Both of the public lands on the Tennessee and Alabama side total 21,453 acres. The initiative to acquire this land was a lengthy project completed by The Nature Conservancy in Tennessee and Alabama. The natural area is approximately twelve miles south of Winchester in southern Franklin County. The southern boundary of the natural area follows the Alabama Tennessee state line where the actual “Walls of Jericho” is located.
The “Walls” is an impressive geological feature that forms a large bowl shaped amphitheater. Embedded in the limestone are bowling ball size holes from which water drips and spouts, creating a unique water feature.
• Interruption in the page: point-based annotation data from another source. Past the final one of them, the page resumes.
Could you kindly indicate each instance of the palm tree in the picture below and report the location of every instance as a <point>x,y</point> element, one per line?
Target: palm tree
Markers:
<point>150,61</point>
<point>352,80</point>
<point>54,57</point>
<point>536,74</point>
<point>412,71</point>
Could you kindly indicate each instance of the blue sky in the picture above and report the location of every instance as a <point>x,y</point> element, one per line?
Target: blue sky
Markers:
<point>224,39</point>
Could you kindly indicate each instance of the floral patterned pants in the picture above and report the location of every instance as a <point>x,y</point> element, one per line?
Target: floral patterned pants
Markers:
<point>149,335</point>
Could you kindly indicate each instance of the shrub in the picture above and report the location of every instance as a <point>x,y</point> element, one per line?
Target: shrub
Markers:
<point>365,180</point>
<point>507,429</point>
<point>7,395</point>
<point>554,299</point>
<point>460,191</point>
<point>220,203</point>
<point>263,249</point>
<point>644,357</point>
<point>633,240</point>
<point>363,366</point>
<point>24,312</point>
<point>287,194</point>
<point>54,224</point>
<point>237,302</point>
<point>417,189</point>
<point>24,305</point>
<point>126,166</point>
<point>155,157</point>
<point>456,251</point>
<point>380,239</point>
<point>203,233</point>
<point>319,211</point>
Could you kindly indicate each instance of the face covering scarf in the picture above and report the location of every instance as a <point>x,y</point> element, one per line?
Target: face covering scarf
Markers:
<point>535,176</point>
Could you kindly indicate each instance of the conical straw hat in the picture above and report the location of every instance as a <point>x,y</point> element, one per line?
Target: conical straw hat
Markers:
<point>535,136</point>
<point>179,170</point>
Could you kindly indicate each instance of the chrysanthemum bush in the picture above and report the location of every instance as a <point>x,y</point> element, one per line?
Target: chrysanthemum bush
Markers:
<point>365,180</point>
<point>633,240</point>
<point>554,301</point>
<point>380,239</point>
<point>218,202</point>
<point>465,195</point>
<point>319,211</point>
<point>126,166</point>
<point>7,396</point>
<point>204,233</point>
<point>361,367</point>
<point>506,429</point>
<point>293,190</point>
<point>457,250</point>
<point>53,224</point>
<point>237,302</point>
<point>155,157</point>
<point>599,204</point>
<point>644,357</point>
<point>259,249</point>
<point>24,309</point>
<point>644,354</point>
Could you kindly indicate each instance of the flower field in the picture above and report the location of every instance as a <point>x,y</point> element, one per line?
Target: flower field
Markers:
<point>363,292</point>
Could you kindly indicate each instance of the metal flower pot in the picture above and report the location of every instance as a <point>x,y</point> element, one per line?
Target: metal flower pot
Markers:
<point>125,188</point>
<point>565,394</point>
This amphitheater gives rise to steep 200-foot sheer rock walls that creates the natural feature defining the amphitheater. Turkey Creek drains through the “Walls” and has been an active geological force in creating the amphitheater. The natural area forest is comprised of maples, oaks, hickories, tulip tree, American beech, eastern red cedar, and many other plants commonly associated with limestone. The forestland beyond the “Walls” feature is noteworthy with its many bluffs, large rock outcroppings, caves, and sinkholes.
Not only is the “Walls” significant as a geological feature, the natural area is also important because of its biological richness. The Turkey Creek drainage, which bisects the natural area from north to south, supports the state endangered rare limerock arrowwood (Viburnum bracteatum). This is one of only three known occurrences in the state. Other rare species occur in the Turkey Creek watershed. The protection of Turkey Creek also helps protect downstream the Upper Paint Rock watershed where numerous rare mussel and fish species occur in the Paint Rock River.